As your departments can no longer function independently from one another when embracing omnichannel strategy, your revenue statements, likewise, can no longer exists as separate data points. It’s crucial to consider total traffic plus conversion, which is essentially an understanding of how a certain percentage accounting for mobile traffic will be different than in-store. Your business and marketing channels are no longer separate, which forces the need to understand your margins within one profit and loss (P&L) statement. The entire premise of an omnichannel strategy is to unify customer goals, prompting the merger of your accounts as well.
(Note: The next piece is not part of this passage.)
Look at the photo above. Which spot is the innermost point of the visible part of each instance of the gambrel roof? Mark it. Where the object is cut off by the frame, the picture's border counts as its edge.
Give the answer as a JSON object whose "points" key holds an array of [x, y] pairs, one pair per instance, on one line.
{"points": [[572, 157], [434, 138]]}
On-time delivery inspires loyalty.
With a cross-department mentality, even your sales professionals must consider how a retailer’s delivery standards will impact profits. Consumers are demanding convenience, and consistent and prompt delivery practices are a top concern within customer satisfaction metrics. Consumers could be ready to make a purchase, only to realize that shipping will take a week or more. In an era where free two-day shipping (thanks largely to Amazon) is the norm, you’ll lose sales if delivery isn’t meeting expectations. Keep in mind, it’s not retailers like Amazon that consumers are loyal to, but fast and reliable delivery.
Monitor the returns, profitable or not.
Although purchasing and delivery are important factors to consider, the success of your omnichannel strategy depends largely on performance metrics that are not directly related to sales. Retailers must pinpoint which leads are generating revenue and what clicks result in purchases. This is key to understanding which strategies are working, highlighting those that require adjustment.
Are customers frequenting a specific channel? Is your Facebook platform performing better than Twitter? Do consumers browse via social media but purchase in-store? By understanding where engagement with customers is most effective, retailers can determine the direction of their omnichannel strategies. Brick-and-mortar stores especially can capitalize on the customer experience and in-person interactions, gathering data that dictates the nature of a retailer’s online presence.
Measuring financial data alone will continue to leave gaps in a retailer’s omnichannel strategy. Performance metrics must identify consumer movement between platforms and where the retailer is seeing the most traffic. This ensures that resources are being allocated most efficiently, resulting in a better ROI. Sales are critical numbers, but in the current industry, sales are no longer enough.